Serving the campus of the University of Alabama since 1894

The Crimson White

Serving the campus of the University of Alabama since 1894

The Crimson White

Serving the campus of the University of Alabama since 1894

The Crimson White

Alabama men’s basketball historic season ends at the hands of UConn

CW / Riley Thompson
Alabama guard Mark Sears (#1) dribbles toward the goal during the NCAA Men’s Final Four game against Connecticut in Phoenix, AZ.

GLENDALE, Ariz. — All good things must come to an end.  

While Alabama men’s basketball hoped that its historic tournament run would last just a little bit longer, the UConn Huskies proved to be much too much, handing the Crimson Tide an 86-72 loss Saturday night to end a remarkable season.  

“We had an unbelievable run,” Alabama head coach Nate Oats said, adding, “I can’t say enough about the leadership of these guys, particularly in the last few weeks. It’s unfortunate it ended tonight, but we played arguably the best team in the country.” 

Despite UConn being the college basketball titan that it is, Alabama held its own for much of the contest, especially in the first half. 

The Crimson Tide made 8 of 11 shots from beyond the arc in the first half but was taking a lot more shots from inside the 3-point line than usual. 

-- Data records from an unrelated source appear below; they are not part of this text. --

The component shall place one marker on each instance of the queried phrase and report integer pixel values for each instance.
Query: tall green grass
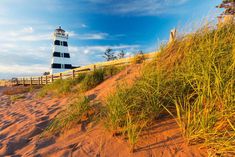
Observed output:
(81, 83)
(72, 115)
(193, 79)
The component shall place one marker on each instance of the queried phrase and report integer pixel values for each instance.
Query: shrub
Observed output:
(112, 70)
(138, 58)
(193, 79)
(16, 90)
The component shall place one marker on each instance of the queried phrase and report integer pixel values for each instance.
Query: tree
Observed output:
(121, 54)
(109, 55)
(229, 6)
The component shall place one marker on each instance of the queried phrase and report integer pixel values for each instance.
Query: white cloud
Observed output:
(83, 55)
(83, 25)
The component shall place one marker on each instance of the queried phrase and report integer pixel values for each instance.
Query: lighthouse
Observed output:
(60, 56)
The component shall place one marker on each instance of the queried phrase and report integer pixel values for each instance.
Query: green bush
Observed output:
(192, 79)
(92, 79)
(113, 70)
(72, 115)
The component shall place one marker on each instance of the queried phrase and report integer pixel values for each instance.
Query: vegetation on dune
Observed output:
(193, 79)
(75, 113)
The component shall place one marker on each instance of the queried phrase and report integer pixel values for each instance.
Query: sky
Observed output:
(26, 28)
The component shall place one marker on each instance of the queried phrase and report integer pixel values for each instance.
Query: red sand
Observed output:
(22, 122)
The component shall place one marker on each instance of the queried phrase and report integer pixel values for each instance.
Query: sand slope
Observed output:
(22, 122)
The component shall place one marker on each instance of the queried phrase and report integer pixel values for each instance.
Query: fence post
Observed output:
(46, 79)
(73, 74)
(52, 79)
(17, 83)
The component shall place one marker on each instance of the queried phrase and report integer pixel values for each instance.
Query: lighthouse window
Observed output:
(68, 66)
(66, 55)
(65, 43)
(56, 54)
(57, 42)
(56, 66)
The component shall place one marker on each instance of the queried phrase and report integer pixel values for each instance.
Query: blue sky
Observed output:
(26, 28)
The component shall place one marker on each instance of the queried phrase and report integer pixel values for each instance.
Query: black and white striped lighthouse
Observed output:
(60, 56)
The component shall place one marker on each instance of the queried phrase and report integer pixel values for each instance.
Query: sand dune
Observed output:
(22, 122)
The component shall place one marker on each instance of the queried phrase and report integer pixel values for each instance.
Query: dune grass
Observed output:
(83, 82)
(193, 79)
(72, 115)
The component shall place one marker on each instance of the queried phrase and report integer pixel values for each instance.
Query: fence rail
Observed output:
(42, 80)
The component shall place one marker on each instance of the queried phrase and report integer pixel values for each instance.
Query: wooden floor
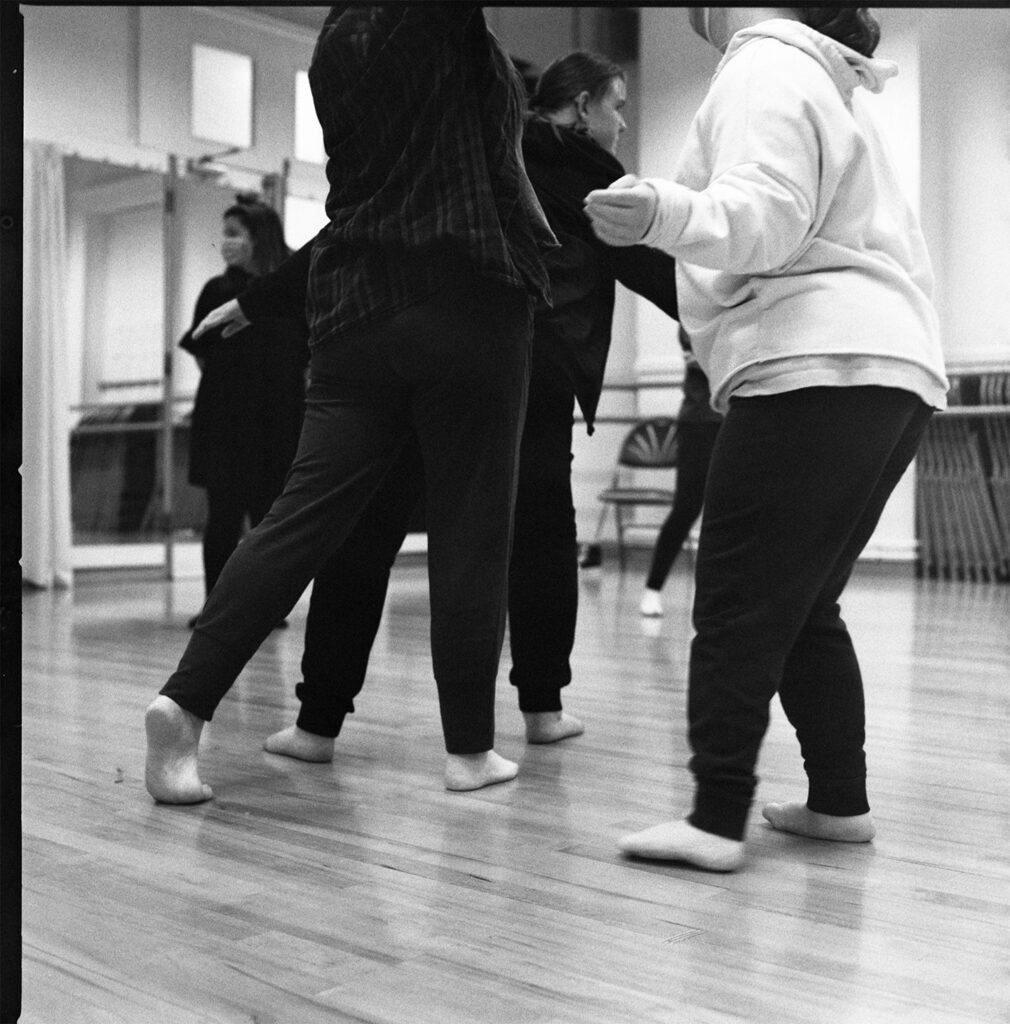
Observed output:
(363, 891)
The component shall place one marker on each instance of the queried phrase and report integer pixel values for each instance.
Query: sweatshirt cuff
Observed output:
(672, 213)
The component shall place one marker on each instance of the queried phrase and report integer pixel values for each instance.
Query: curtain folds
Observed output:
(45, 460)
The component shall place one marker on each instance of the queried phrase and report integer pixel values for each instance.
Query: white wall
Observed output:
(113, 83)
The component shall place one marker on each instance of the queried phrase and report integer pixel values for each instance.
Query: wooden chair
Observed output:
(649, 444)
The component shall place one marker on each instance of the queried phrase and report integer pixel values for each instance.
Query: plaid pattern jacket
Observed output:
(422, 114)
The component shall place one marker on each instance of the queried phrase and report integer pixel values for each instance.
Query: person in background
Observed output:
(248, 410)
(698, 427)
(419, 302)
(569, 145)
(804, 287)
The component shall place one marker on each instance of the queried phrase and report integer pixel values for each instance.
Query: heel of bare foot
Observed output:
(173, 741)
(474, 771)
(550, 726)
(681, 841)
(295, 742)
(800, 820)
(651, 604)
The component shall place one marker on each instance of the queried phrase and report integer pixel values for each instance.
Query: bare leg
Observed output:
(474, 771)
(173, 741)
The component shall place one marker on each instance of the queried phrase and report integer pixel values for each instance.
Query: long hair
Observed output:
(853, 27)
(564, 78)
(265, 229)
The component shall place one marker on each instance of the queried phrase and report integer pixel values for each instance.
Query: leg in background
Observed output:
(695, 444)
(543, 586)
(225, 517)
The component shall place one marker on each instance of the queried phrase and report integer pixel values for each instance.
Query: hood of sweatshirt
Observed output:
(847, 68)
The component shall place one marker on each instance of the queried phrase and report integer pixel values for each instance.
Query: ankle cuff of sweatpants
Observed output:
(322, 721)
(840, 798)
(538, 701)
(713, 813)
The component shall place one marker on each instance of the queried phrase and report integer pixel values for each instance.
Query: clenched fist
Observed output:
(623, 213)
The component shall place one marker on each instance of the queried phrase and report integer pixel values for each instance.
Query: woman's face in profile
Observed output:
(236, 244)
(603, 118)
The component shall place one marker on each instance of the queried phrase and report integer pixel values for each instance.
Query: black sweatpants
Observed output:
(453, 373)
(348, 594)
(795, 489)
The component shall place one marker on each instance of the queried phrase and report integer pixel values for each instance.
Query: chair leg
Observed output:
(619, 516)
(600, 521)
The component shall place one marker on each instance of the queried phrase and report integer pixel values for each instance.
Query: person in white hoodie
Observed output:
(804, 284)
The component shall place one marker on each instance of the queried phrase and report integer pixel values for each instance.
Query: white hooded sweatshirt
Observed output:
(800, 262)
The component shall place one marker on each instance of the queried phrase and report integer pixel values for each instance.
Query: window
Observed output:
(221, 96)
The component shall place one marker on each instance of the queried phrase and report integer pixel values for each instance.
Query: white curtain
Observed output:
(45, 426)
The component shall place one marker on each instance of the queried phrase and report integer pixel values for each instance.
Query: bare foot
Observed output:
(295, 742)
(173, 740)
(474, 771)
(681, 841)
(550, 726)
(800, 820)
(651, 604)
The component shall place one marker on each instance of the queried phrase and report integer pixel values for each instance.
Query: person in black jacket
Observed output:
(569, 142)
(419, 301)
(248, 411)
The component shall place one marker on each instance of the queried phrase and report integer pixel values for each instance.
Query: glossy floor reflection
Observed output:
(363, 891)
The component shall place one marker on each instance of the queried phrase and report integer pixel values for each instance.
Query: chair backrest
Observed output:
(650, 443)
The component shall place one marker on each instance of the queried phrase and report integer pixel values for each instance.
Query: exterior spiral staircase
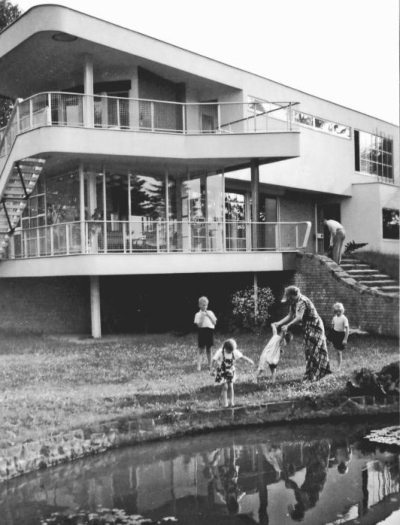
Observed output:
(20, 184)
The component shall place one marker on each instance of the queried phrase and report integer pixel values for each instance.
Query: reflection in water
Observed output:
(318, 475)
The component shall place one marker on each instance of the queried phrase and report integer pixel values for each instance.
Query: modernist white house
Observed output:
(128, 156)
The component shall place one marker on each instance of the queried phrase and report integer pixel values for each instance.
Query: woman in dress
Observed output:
(315, 346)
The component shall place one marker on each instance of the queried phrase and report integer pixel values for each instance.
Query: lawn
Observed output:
(50, 385)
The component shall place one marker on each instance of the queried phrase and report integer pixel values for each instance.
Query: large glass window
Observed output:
(35, 211)
(390, 223)
(62, 195)
(373, 155)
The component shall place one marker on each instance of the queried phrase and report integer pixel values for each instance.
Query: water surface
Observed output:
(315, 474)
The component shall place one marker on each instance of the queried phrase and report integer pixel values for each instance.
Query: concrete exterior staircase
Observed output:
(20, 184)
(368, 276)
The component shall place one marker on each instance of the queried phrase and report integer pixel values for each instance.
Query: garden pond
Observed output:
(319, 474)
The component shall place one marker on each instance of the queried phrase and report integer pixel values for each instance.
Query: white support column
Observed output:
(82, 217)
(95, 306)
(255, 284)
(134, 121)
(255, 217)
(88, 100)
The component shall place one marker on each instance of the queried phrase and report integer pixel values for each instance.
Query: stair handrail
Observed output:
(10, 122)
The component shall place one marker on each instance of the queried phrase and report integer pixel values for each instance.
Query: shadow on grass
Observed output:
(204, 393)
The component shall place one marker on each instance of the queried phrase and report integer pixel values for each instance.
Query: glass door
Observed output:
(235, 221)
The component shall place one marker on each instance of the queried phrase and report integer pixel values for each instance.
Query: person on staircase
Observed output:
(338, 236)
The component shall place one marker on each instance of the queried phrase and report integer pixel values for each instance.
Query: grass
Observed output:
(387, 263)
(51, 385)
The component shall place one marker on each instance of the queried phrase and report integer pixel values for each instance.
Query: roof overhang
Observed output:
(34, 59)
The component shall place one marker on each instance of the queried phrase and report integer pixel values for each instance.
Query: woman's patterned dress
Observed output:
(315, 346)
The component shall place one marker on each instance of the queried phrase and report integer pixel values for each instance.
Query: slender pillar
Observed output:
(82, 216)
(95, 306)
(255, 216)
(88, 101)
(255, 285)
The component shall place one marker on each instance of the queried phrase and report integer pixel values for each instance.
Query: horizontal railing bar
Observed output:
(161, 236)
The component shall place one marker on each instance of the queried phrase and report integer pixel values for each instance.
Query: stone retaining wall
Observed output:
(16, 460)
(325, 283)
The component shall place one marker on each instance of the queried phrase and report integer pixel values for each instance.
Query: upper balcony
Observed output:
(219, 135)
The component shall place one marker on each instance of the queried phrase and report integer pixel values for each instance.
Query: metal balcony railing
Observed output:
(105, 237)
(95, 111)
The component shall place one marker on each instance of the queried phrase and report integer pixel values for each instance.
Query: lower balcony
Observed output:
(152, 247)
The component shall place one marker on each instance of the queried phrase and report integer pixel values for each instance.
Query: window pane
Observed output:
(391, 222)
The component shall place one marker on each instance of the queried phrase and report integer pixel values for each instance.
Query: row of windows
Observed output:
(373, 153)
(280, 112)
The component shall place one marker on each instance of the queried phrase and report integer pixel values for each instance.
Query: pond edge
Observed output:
(17, 460)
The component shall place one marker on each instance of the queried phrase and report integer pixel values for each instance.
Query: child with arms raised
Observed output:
(224, 362)
(272, 352)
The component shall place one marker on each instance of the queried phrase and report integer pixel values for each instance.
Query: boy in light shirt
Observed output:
(205, 321)
(340, 331)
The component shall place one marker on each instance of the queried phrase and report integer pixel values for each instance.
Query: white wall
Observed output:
(362, 215)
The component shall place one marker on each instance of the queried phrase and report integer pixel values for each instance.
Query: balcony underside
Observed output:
(148, 264)
(61, 145)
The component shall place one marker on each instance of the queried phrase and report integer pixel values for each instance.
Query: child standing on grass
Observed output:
(224, 362)
(339, 332)
(272, 352)
(205, 321)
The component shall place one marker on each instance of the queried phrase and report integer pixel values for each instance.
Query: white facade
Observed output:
(187, 162)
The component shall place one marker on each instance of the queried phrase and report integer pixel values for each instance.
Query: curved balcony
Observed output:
(222, 134)
(153, 247)
(133, 237)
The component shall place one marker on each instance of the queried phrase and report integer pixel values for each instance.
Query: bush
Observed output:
(244, 314)
(353, 246)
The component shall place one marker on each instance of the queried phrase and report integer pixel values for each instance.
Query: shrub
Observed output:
(352, 246)
(244, 313)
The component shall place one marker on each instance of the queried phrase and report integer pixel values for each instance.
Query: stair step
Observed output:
(379, 283)
(363, 272)
(376, 277)
(350, 266)
(386, 289)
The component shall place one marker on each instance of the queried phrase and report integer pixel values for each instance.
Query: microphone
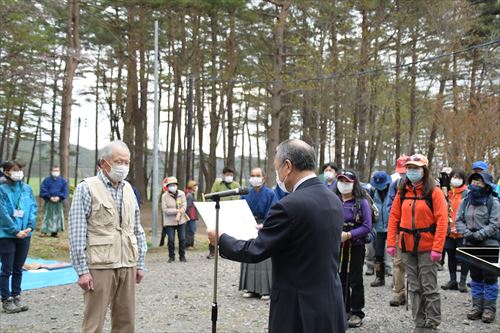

This wasn’t by design, as would become much more apparent in the second half. The Huskies simply weren’t allowing Alabama to get as many looks from long range as it usually does. 

The Crimson Tide reciprocated this tough defense late in the first half, as the game turned into a scrappy affair filled with tipped balls, missed shots and fouls. The two teams at one point went almost three minutes without scoring a basket. 

Alabama ended the first half trailing by just 4 points, looking very capable of taking down the Huskies to advance to its first national championship game.  

Alabama guard Mark Sears had a perfect first half, hitting all five of his shots from the field. He finished with a game-high 24 points along with five assists.  

The Crimson Tide’s confidence continued to build as it mounted a 7-0 run early in the second half, cutting the Huskies’ lead to just 1 point.  

During this run, Alabama forward Grant Nelson added one last posterizing dunk to his highlight reel this season, sending the sea of crimson inside State Farm Stadium into a frenzy.  

Nelson played some of the most aggressive basketball of the season, showing no fear of taking the ball into UConn center Donovan Clingan’s chest. He scored 12 of his 19 points from inside.  

Right as the Crimson Tide started to build some significant momentum, UConn began to show why it is regarded as one of the best teams in the country.  

The Huskies went on a 9-2 run, as Alabama went four minutes with just one basket.  

UConn was also able to hold the Crimson Tide to just 3-12 from long range in the second half, after allowing Alabama to shoot over 72% from beyond the arc in the first half.  

“They did a better job of running us off the 3-point line,” Sears said. “Even when we would try to create separation, they were right there to run us off the line.” 

In addition to shutting down Alabama’s offense, the Huskies beat the Crimson Tide at its own game in the second half, going 5-10 from long range.  

Alabama made just three of its last 11 shots from the field while the Huskies made seven of its last nine. 

As crucial minutes ticked off the clock and misses continued to pile up for the Crimson Tide, its hopes of a national championship appearance grew dimmer with each passing second.  

But all was not lost, at least not yet.  

With less than three minutes remaining, Sears knocked down a shot from long range to cut the Huskies’ lead to just 8 as it seemed possible that the Crimson Tide could mount a comeback.  

These hopes were quickly drowned with back-to-back dunks from UConn’s Clingan, followed by a 3-pointer from guard Tristen Newton to extend the Huskies’ lead to 15 with just over a minute remaining, signaling the impending end of Alabama’s season. 

Postgame, Oats expressed his appreciation to the fans who he says played a large part in getting the Crimson Tide to Arizona.  

“I want to thank them [the fans],” Oats said. “They’ve really supported us since we’ve gotten there. … I’m glad that I was a small part of bringing the Alabama fan base some joy through the basketball team and making a Final Four.” 

Next comes an offseason full of uncertainty for Alabama. Every player on the roster will be eligible to play next season, except for guard Aaron Estrada, who finished with 13 points in his final collegiate game. Many decisions will need to be made regarding potential draft declarations, coaching changes and transfer portal entries.  

What is certain is that this year’s team cemented itself not just in the legacy of Alabama men’s basketball, but in the history of Alabama athletics as a whole. 

While all good things must come to an end, Alabama basketball’s quest for a national championship rages on, and with Nate Oats at the helm, it looks like that trophy could be making its way to Tuscaloosa sooner, rather than later.